Kacey Musgraves at Riviera Theatre (Chicago, IL – Sept 27, 2014)
Chicago’ Riviera Theatre has seen better days. Three years shy of its 100th birthday, the one-time jewel of the Uptown Theatre District looks its age, with painting peeling off ceilings and walls, arm rests torn off seats, and seats ripped.
Last Saturday night, though, Kacey Musgraves and her band of troubadours rolled into Chicago and transformed the stage of the aging theater into a West Texas desert, replete with neon cactuses. From the first notes of the her opening song, “Silver Lining,” she turned the Riviera itself into a raucous dance hall. Riding in on the justifiably high praise for her latest album, Same Trailer Different Park, Musgraves strode onstage following her band, which had already assembled in their sparkling nudie suits, with rhinestones replaced by twinkling electric lights. From the first notes of her opening song, “Silver Lining,” Musgraves led her band through its paces, weaving her supple vocals around the pedal steel’s opening vibrato and floating her canny lyrics above the twinkling and shuffling guitars. With a knowing nod-and-wink, she crooned her tongue-in-cheek message to the crowd, which was already singing along:
If you’re even gonna find a silver lining
It’s gotta be a cloudy day
If you wanna fill your bottle up with lightning
You’re gonna have to stand in the rain.
From there, Musgraves led the crowd, which never sat down, on a journey through the lives of ordinary men and women living with the daily hypocrisies in small-town America (“Follow Your Arrow”), the loves and loss of men and women searching and groping to savor a relationship that lasts beyond the moment (“Miss You”), the coming-to-terms with the shortcomings of daily life and the aching desire to overcome them and the realization that it will never happen (“Blowin’ Smoke”), and the ever-shifting—sometimes exhilarating, sometimes addictive—and fast-paced, whirling nature of everyday life (“Merry Go Round”). Musgraves introduced at least one new song, “High Time,” telling the crowd that she was anxious to start writing again once this tour is finished. Musgraves’ set included one song by her favorite singer, Dolly Parton, “Here You Come Again,” and her version would have made Dolly proud.
Musgraves came back on stage alone with her guitar for the first song of what turned into a four-song encore. Noticing a fan in the audience holding a sign that said “Biscuits,” Musgraves perched on her stool and played her song of the same name. After telling the crowd that she hadn’t played the song in a while, she launched into her hilarious tune about the nosiness of neighbors and folks minding their own biscuits; she followed up with an acoustic version of her song, “Tea,” then left the stage for moment as she donned her own electric light boots, and her band rejoined her, for a kick-ass version of Nancy Sinatra’s “These Boots Are Made for Walkin’.” Laying aside their instruments, she and the band gathered around the mike for an a cappella version of “Happy Trails” as they bid farewell to the crowd.

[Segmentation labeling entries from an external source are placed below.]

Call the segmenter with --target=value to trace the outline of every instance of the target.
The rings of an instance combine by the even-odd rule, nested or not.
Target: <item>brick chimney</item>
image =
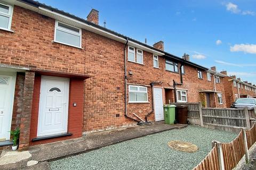
[[[212,67],[211,67],[211,70],[212,70],[214,71],[216,71],[216,67],[215,66],[212,66]]]
[[[158,42],[155,43],[153,45],[153,47],[158,49],[159,49],[163,51],[164,48],[164,42],[162,41],[160,41]]]
[[[184,59],[185,60],[187,61],[189,61],[189,55],[187,54],[184,54],[184,55],[182,56],[182,58]]]
[[[87,21],[99,25],[99,11],[92,9],[87,16]]]
[[[236,79],[236,77],[235,75],[230,75],[230,77],[233,78],[233,79]]]
[[[227,71],[222,71],[220,72],[221,74],[222,74],[225,75],[228,75],[228,73],[227,72]]]

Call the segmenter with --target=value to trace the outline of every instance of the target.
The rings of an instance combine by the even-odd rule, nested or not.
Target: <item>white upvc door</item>
[[[163,89],[154,88],[154,105],[156,121],[164,120],[164,108],[163,103]]]
[[[37,136],[67,132],[69,79],[42,76]]]
[[[0,141],[10,140],[15,81],[15,72],[0,72]]]

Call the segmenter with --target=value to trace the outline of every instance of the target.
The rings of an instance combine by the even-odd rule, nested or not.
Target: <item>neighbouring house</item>
[[[0,147],[17,127],[22,149],[148,115],[161,121],[171,102],[226,106],[222,74],[165,52],[163,41],[152,47],[100,26],[94,9],[84,20],[31,0],[0,0]]]
[[[223,79],[227,106],[229,107],[238,98],[256,98],[256,86],[247,81],[241,81],[236,75],[227,76],[226,71],[221,72]]]

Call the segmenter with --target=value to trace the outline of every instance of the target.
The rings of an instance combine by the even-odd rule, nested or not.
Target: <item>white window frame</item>
[[[236,87],[236,81],[233,80],[233,86],[234,87]]]
[[[218,98],[218,103],[219,105],[223,104],[223,98],[222,98],[222,94],[217,94],[217,98]],[[219,98],[220,98],[220,102],[219,101]]]
[[[207,72],[207,81],[212,81],[212,75],[209,72]]]
[[[219,80],[219,81],[217,81],[217,80]],[[215,82],[217,83],[220,83],[220,78],[219,75],[215,75]]]
[[[12,5],[7,5],[1,2],[0,2],[0,4],[9,7],[8,13],[0,12],[0,15],[8,17],[9,18],[9,22],[8,23],[8,28],[6,29],[5,28],[0,27],[0,29],[12,31],[11,30],[11,27],[12,26],[12,14],[13,13],[13,6]]]
[[[157,57],[157,59],[155,59],[155,57]],[[157,61],[157,67],[155,67],[155,65],[154,65],[154,61]],[[157,68],[159,69],[159,61],[158,61],[158,56],[157,55],[153,54],[153,67],[154,68]]]
[[[138,50],[139,50],[140,51],[141,51],[141,54],[139,53],[139,55],[141,55],[141,56],[142,56],[142,63],[139,63],[139,62],[138,62],[138,60],[137,60],[137,58],[138,58],[138,57],[137,57],[137,56],[138,56]],[[137,49],[136,50],[136,58],[135,58],[136,61],[135,61],[135,62],[136,62],[137,63],[139,63],[139,64],[143,64],[143,63],[144,63],[144,62],[143,62],[143,50],[137,48]]]
[[[73,27],[74,28],[79,29],[79,33],[76,33],[74,32],[69,31],[66,30],[66,29],[63,29],[61,28],[59,28],[58,27],[58,23],[62,23],[63,24],[69,26],[69,27]],[[79,40],[80,40],[80,46],[74,46],[74,45],[71,45],[71,44],[67,44],[67,43],[65,43],[65,42],[60,42],[60,41],[57,41],[56,40],[56,32],[57,32],[56,31],[57,30],[57,29],[59,30],[61,30],[62,31],[64,31],[65,32],[67,32],[68,33],[70,33],[70,34],[73,34],[74,35],[79,36],[80,37],[80,39],[79,39]],[[55,20],[55,30],[54,30],[54,40],[53,40],[53,41],[55,42],[62,44],[64,44],[64,45],[67,45],[67,46],[74,47],[82,48],[82,29],[81,29],[80,28],[74,27],[73,26],[69,25],[68,24],[67,24],[67,23],[62,22],[60,22],[60,21]]]
[[[130,88],[131,87],[137,87],[138,88],[138,89],[139,89],[140,88],[146,88],[146,91],[139,91],[139,90],[131,90]],[[146,94],[147,95],[147,101],[131,101],[131,98],[130,98],[130,92],[136,92],[136,93],[143,93],[143,94]],[[129,103],[148,103],[148,88],[145,86],[134,86],[134,85],[130,85],[129,86]]]
[[[180,99],[181,100],[179,100],[179,98],[178,97],[178,92],[180,92]],[[182,92],[185,92],[186,95],[182,95]],[[188,102],[188,95],[187,94],[187,91],[186,90],[176,90],[176,96],[177,99],[177,102],[178,103],[185,103]],[[182,100],[182,97],[186,97],[186,101]]]
[[[203,79],[203,72],[202,71],[197,71],[197,77],[198,78],[198,79]]]

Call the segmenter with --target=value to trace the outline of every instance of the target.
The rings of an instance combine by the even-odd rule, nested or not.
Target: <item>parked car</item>
[[[234,108],[256,107],[256,98],[239,98],[233,103],[231,107]]]

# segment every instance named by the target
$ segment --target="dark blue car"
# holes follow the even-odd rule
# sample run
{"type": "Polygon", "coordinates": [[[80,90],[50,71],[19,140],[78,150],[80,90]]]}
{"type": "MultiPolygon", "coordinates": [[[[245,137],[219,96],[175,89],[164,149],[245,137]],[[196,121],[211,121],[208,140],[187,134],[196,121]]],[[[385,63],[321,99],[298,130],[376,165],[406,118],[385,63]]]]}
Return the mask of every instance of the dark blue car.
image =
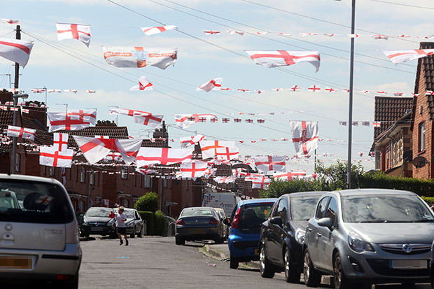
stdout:
{"type": "Polygon", "coordinates": [[[268,218],[277,199],[240,201],[231,216],[227,239],[230,267],[238,268],[239,262],[259,260],[260,225],[268,218]]]}

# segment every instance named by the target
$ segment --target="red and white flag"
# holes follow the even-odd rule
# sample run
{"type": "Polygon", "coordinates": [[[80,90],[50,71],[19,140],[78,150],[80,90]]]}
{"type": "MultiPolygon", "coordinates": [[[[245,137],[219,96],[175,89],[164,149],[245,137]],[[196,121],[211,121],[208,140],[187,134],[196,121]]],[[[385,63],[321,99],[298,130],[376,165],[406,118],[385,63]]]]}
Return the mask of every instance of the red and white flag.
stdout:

The now-popular duo, John & Jacob, whose song “Be My Girl” appears on ABC’s Nashville, opened the show with their stomping power pop. They combined the harmonies of the Hollies and the Everly Brothers with the frantic playing of garage rockers as they drove quickly through their set of originals, now available on their eponymous EP. An earnest duo with some powerful lyrics and tunes, the band regrettably suffered through a terrible sound mix which obscured the quality of their music.